Autorretrato - Capítulo Quarenta e Três - Vintém

        Vejo-me sorrir e me sinto triste. Existem verdades que nunca vou revelar, não consigo me mostrar assim, pois não vejo nenhum sentido, não consigo conversar nem com o meu umbigo.

        Meu problema foi falta de cola, aí me falta ter apego por gente, a minha viscosidade só gruda em idiotices, e dei o azar de tropeçar em algumas pessoas feitas disso. Acho que foi culpa do meu destino desastrado que ficou a escorregar.

        Não sei se consigo me entender, e esta é uma das asneiras que não consigo explicar. Acho-me uma falta, penosamente vagarosa e medrosamente assustada, com a minha inexistência de propósito.

        Vejo egos que ferem o amontoado de erros que pareço ser. Sem maiores questões, eu me permito de todas as maneiras que ninguém vê. Escutei muitas palavras hostis fazerem uma imagem tão resistente de mim que escolhi morar dentro dessa carcaça que me deram. Foi a surra que me deram.

        Tenho problemas para ver sentidos, mas não tenho qualquer escrúpulo para tomar um rumo. Sempre que me acho errada demais para estar no lugar que estou retomo um novo caminho, crio um novo moinho e me visto de pedidos.

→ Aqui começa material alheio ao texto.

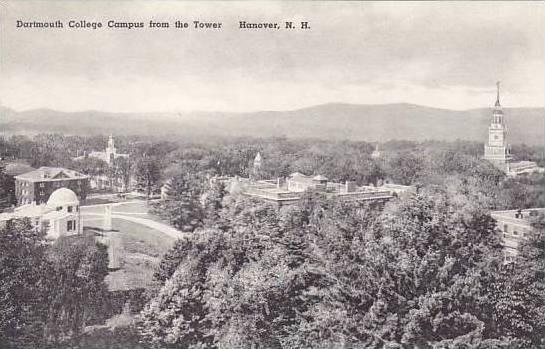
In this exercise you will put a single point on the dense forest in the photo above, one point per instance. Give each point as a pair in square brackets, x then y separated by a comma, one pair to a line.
[424, 270]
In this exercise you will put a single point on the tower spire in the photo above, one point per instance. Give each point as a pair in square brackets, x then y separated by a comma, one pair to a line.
[498, 94]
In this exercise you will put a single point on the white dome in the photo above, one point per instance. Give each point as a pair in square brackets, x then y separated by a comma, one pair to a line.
[62, 196]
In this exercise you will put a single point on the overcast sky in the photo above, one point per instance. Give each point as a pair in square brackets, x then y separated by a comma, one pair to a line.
[446, 55]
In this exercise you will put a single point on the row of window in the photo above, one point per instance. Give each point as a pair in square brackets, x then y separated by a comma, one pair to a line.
[524, 232]
[69, 209]
[71, 225]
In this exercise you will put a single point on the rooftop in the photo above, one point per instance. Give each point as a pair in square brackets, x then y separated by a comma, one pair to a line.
[17, 168]
[50, 174]
[518, 215]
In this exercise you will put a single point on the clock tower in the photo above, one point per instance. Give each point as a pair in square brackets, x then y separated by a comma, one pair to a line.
[497, 150]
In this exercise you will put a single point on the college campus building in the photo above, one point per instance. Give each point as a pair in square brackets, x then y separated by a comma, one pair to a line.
[498, 151]
[108, 155]
[60, 216]
[113, 180]
[515, 226]
[36, 186]
[290, 190]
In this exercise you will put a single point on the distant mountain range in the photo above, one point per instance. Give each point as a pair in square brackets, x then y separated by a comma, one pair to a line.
[329, 121]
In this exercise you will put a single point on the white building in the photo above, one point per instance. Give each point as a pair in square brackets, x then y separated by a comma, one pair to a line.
[60, 216]
[109, 154]
[498, 151]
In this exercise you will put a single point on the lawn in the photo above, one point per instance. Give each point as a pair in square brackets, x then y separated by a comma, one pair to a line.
[138, 250]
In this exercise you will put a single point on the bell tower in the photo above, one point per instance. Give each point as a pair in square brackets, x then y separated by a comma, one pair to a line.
[497, 150]
[110, 150]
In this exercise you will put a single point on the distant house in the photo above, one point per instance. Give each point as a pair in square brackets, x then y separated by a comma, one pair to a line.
[112, 180]
[108, 155]
[515, 227]
[36, 186]
[13, 169]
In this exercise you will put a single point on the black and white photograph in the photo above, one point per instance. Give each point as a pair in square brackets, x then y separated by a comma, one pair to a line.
[272, 174]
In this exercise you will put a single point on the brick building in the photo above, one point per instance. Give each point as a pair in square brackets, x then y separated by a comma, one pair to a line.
[36, 186]
[515, 227]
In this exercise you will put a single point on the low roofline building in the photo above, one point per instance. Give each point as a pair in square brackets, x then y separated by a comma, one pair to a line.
[515, 226]
[36, 186]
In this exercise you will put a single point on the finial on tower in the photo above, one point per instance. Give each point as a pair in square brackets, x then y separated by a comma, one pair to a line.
[498, 94]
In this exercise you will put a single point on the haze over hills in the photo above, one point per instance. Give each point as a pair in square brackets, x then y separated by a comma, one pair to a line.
[327, 121]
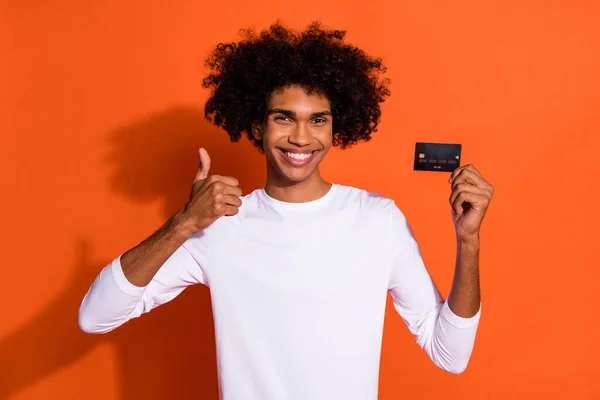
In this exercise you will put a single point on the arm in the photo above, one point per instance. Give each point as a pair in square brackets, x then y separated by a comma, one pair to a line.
[444, 329]
[469, 201]
[162, 266]
[464, 298]
[150, 274]
[446, 337]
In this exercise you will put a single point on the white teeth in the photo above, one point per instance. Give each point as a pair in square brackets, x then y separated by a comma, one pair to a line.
[298, 156]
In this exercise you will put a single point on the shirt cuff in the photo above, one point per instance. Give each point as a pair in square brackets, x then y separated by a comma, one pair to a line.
[122, 282]
[457, 321]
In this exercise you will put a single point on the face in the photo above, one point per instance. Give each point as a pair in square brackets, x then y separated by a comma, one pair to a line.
[297, 134]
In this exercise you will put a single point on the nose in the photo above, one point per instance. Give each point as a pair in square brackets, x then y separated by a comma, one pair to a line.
[300, 136]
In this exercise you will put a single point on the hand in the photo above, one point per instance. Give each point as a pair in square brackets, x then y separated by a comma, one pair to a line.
[211, 197]
[469, 200]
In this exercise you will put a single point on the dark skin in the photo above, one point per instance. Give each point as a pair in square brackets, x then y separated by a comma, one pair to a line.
[302, 124]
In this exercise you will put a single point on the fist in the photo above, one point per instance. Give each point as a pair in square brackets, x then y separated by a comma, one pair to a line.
[469, 200]
[211, 197]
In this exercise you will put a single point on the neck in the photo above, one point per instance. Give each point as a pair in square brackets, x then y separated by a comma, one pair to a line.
[312, 188]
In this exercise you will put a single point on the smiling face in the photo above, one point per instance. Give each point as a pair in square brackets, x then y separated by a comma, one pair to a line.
[296, 135]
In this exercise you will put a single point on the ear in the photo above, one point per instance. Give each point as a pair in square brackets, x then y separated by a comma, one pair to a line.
[257, 130]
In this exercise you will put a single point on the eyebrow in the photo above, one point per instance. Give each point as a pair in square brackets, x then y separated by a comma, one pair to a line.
[292, 114]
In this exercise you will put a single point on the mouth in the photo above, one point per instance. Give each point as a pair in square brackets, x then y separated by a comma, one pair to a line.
[298, 158]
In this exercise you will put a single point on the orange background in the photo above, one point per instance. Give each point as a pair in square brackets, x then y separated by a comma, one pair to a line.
[100, 118]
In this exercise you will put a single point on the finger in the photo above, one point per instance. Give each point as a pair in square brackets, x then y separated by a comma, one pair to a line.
[227, 180]
[475, 201]
[232, 200]
[465, 187]
[469, 176]
[231, 210]
[468, 167]
[204, 165]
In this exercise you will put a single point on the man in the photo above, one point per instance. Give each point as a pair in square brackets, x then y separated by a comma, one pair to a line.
[299, 270]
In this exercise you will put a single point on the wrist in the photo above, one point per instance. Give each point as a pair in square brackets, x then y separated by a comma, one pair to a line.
[470, 241]
[183, 225]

        Acho que sou a falta que não fez falta em ninguém, por isso descolei, me espanei, te espantei. Não consigo me explicar assim, às vezes não tenho nem coragem de mentir, só me deixo, a cada palavra, aumentar essa carcaça.

        Encontrei-me em poucos olhos, e a maioria deles me perdeu no exato segundo que me encontrou. Isso me destrói e me mantém, faz de mim um vintém que dei para quem quis bem.